You bet there were and it's worth recalling statements by former UNODC director Antonio Maria Costa in this regard. In 2009, Costa told The Observer that "he has seen evidence that the proceeds of organised crime were 'the only liquid investment capital' available to some banks on the brink of collapse last year. He said that a majority of the $352bn (£216bn) of drugs profits was absorbed into the economic system as a result."
Costa said that "in many instances, the money from drugs was the only liquid investment capital. In the second half of 2008, liquidity was the banking system's main problem and hence liquid capital became an important factor."
"Inter-bank loans were funded by money that originated from the drugs trade and other illegal activities... There were signs that some banks were rescued that way." Although Costa declined to identify the banks involved because it would not be "appropriate," he told The Observer that "money is now a part of the official system and had been effectively laundered."
"That was the moment [last year] when the system was basically paralysed because of the unwillingness of banks to lend money to one another," Costa averred. "The progressive liquidisation to the system and the progressive improvement by some banks of their share values [has meant that] the problem [of illegal money] has become much less serious than it was."
In other words, as illegal cash propped up the banks while the crisis was being sorted out, at the expense of the working class mind you, the financial pirates responsible for the capitalist meltdown have become even larger, thanks to taxpayer bailouts, in effect holding the economy hostage as they became "too big" to either "fail or jail."

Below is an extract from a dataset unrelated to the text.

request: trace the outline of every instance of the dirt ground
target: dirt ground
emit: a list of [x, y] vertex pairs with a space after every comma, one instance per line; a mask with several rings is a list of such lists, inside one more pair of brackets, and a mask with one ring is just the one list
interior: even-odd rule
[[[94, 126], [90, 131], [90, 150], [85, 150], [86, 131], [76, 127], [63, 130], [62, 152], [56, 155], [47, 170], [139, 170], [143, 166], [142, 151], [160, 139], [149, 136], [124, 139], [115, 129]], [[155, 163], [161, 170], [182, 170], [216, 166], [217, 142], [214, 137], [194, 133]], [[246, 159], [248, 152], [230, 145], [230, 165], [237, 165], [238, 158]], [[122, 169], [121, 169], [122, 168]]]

As Matt Taibbi observed in Rolling Stone, "At HSBC, the bank did more than avert its eyes to a few shady transactions. It repeatedly defied government orders as it made a conscious, years-long effort to completely stop discriminating between illegitimate and legitimate money. And when it somehow talked the U.S. government into crafting a settlement over these offenses with the lunatic aim of preserving the bank's license, it succeeded, finally, in making crime mainstream."
What we are dealing with here is nothing less than a perverse economic system thoroughly criminalized by its elites; a bizarro world as Michel Chossudovsky pointed out where "war criminals legitimately occupy positions of authority, which enable them to decide 'who are the criminals', when in fact they are the criminals."